Now, I found the hand oil again. I hugged for a long time and burst into tears.

Every time I eat, I think of the story my grandfather once told me. He always said solemnly, "In those days, our soldiers often went to war with an empty stomach. It was a few years! I can't eat enough at all. Look, there are so many grains of rice here, there and in the bowl. This meal is hard-won! " So far, I dare not abolish or forget the teachings of his old man's house.

Sometimes, I can think of my grandfather when I see the test paper. Once, I failed in the exam and almost got full marks, all because of damn carelessness. The more I think about it, the angrier I get. I was impatient, so I ran to my grandfather's house and told him my troubles. Grandpa took me home and taught me with a smile. It is such a person who looks like the sun, who has wiped away all my insignificant confusion.

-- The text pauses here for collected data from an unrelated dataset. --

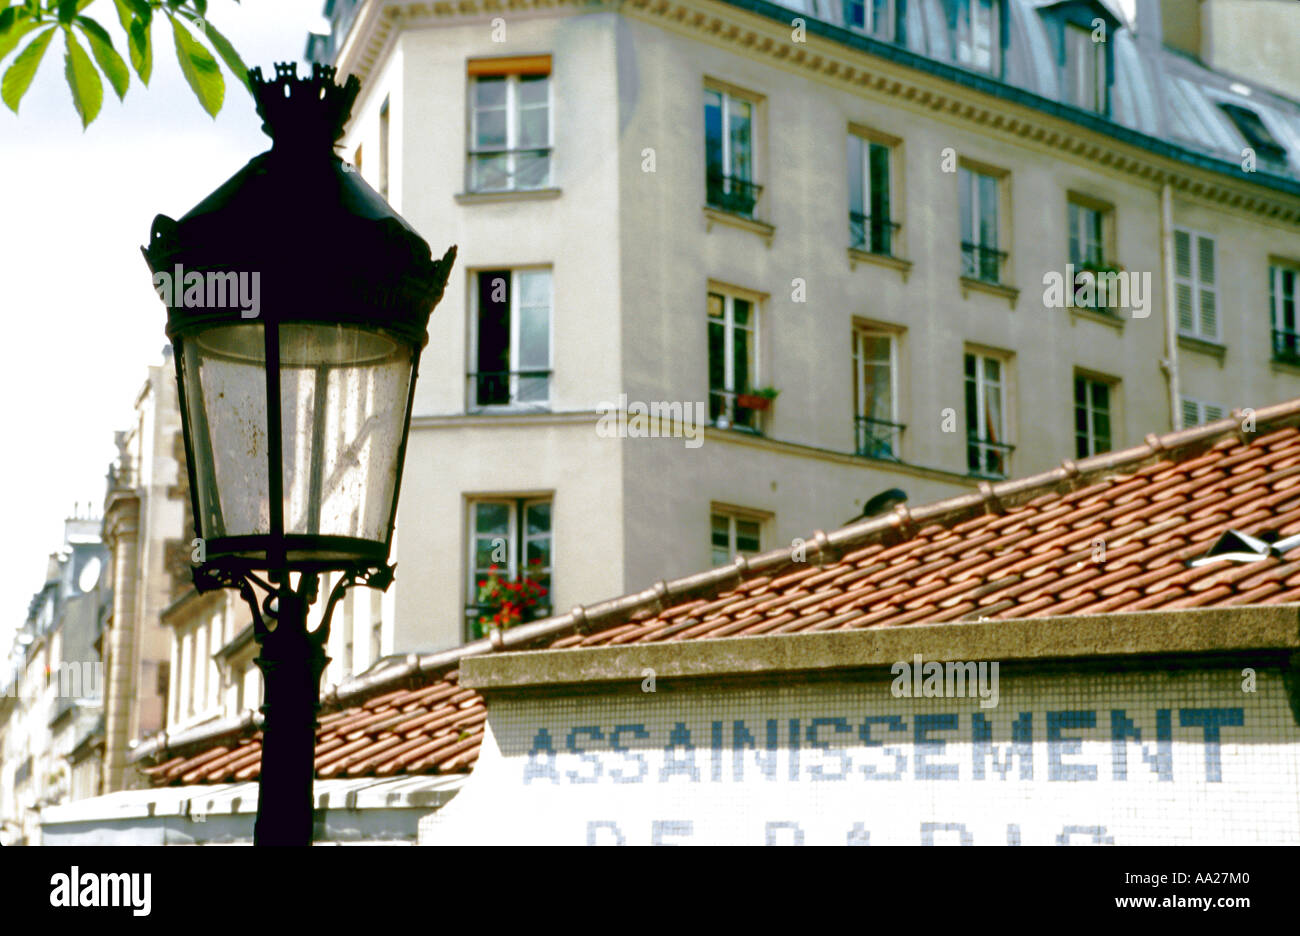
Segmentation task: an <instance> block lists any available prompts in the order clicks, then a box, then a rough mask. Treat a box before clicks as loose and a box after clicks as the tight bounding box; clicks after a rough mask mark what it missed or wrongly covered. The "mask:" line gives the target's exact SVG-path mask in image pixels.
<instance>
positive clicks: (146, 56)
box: [127, 19, 153, 87]
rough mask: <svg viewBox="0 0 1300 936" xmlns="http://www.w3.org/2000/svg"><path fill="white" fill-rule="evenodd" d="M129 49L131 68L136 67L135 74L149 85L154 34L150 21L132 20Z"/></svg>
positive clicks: (135, 69)
mask: <svg viewBox="0 0 1300 936" xmlns="http://www.w3.org/2000/svg"><path fill="white" fill-rule="evenodd" d="M127 51H129V52H130V55H131V68H134V69H135V74H138V75H139V77H140V81H142V82H143V83H144V85H146V87H147V86H148V83H149V77H151V75H152V74H153V34H152V31H151V30H149V25H148V23H146V22H140V21H139V19H133V21H131V29H130V30H129V42H127Z"/></svg>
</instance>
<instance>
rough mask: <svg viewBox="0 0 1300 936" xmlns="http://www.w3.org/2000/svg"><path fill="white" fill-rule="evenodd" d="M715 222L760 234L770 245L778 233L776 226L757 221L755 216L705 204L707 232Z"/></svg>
mask: <svg viewBox="0 0 1300 936" xmlns="http://www.w3.org/2000/svg"><path fill="white" fill-rule="evenodd" d="M715 224H720V225H727V226H728V227H740V229H741V230H748V231H751V233H754V234H758V235H759V237H761V238H763V242H764V243H766V244H767V246H768V247H771V246H772V237H775V235H776V227H774V226H772V225H770V224H767V222H766V221H755V220H754V218H750V217H745V216H742V214H733V213H732V212H728V211H723V209H720V208H710V207H708V205H705V233H707V231H711V230H712V229H714V225H715Z"/></svg>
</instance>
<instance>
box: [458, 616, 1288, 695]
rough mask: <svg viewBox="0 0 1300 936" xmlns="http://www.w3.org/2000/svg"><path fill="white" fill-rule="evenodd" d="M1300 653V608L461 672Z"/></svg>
mask: <svg viewBox="0 0 1300 936" xmlns="http://www.w3.org/2000/svg"><path fill="white" fill-rule="evenodd" d="M1297 650H1300V604H1273V606H1245V607H1221V608H1193V610H1184V611H1138V612H1130V614H1105V615H1073V616H1061V617H1027V619H1013V620H987V621H976V623H969V624H950V623H948V624H920V625H905V627H891V628H867V629H862V630H835V632H824V633H807V634H780V636H772V637H746V638H744V640H725V638H724V640H693V641H675V642H664V643H643V645H630V646H610V647H588V649H573V647H569V649H564V650H534V651H525V653H504V654H490V655H484V656H473V658H469V659H465V660H463V662H461V664H460V685H463V686H465V688H468V689H476V690H478V692H481V693H485V694H486V693H491V692H498V690H525V689H542V688H545V689H551V688H554V686H562V685H569V686H573V685H586V684H602V682H604V684H608V682H627V684H637V682H640V681H641V680H642V679H643V676H645V672H643V671H645V669H653V671H654V673H655V677H656V680H668V679H736V677H762V676H776V675H787V673H801V672H816V673H827V672H840V673H846V672H853V671H871V669H883V671H887V672H888V668H889V667H891V666H893V664H894V663H896V662H898V660H904V662H907V663H910V662H911V660H913V658H914V655H915V654H920V655H922V658H923V659H926V660H937V662H945V660H963V662H976V660H989V662H993V660H996V662H1000V663H1008V662H1021V660H1023V662H1031V660H1032V662H1048V660H1076V659H1088V660H1095V659H1097V658H1148V659H1149V660H1167V659H1169V658H1171V656H1183V655H1235V654H1249V653H1258V651H1282V653H1283V654H1291V653H1296V651H1297Z"/></svg>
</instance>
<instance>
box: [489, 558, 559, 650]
mask: <svg viewBox="0 0 1300 936" xmlns="http://www.w3.org/2000/svg"><path fill="white" fill-rule="evenodd" d="M532 565H541V560H539V559H534V560H533V562H532ZM537 572H539V569H537V571H534V569H532V568H529V571H526V572H524V575H523V576H520V577H519V578H517V580H515V581H511V580H510V578H508V577H507V576H506V572H504V569H502V568H499V567H497V565H491V567H490V568H489V569H487V576H486V577H484V578H480V580H478V591H477V594H476V597H474V608H476V610H477V612H478V615H477V617H476V619H474V620H473V623H472V630H473V637H474V638H481V637H486V636H489V634H490V633H491V632H493V630H494V629H497V630H504V629H507V628H511V627H515V625H517V624H526V623H528V621H534V620H539V619H542V617H546V616H549V615H550V612H551V608H550V593H549V589H547V588H546V586H545V585H543V584H542V582H541V581H538V578H537Z"/></svg>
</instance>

He let me know that we are like floods, and it is difficult to stir up beautiful waves without encountering islands and reefs. He told me I would climb up. Only in this tireless exploration can I enrich my life, get the pleasure of life and feel my inner enrichment and value. He taught me the true meaning of life.

Grandpa's affection makes me feel that "even if the wind is high, there is still a home to follow." The essence of his feelings for me is overflow output. Thank you! My great grandfather. You have taught me a lot and told me many stories about you. Although I can't really understand every story about you, it has benefited me for life. I miss you!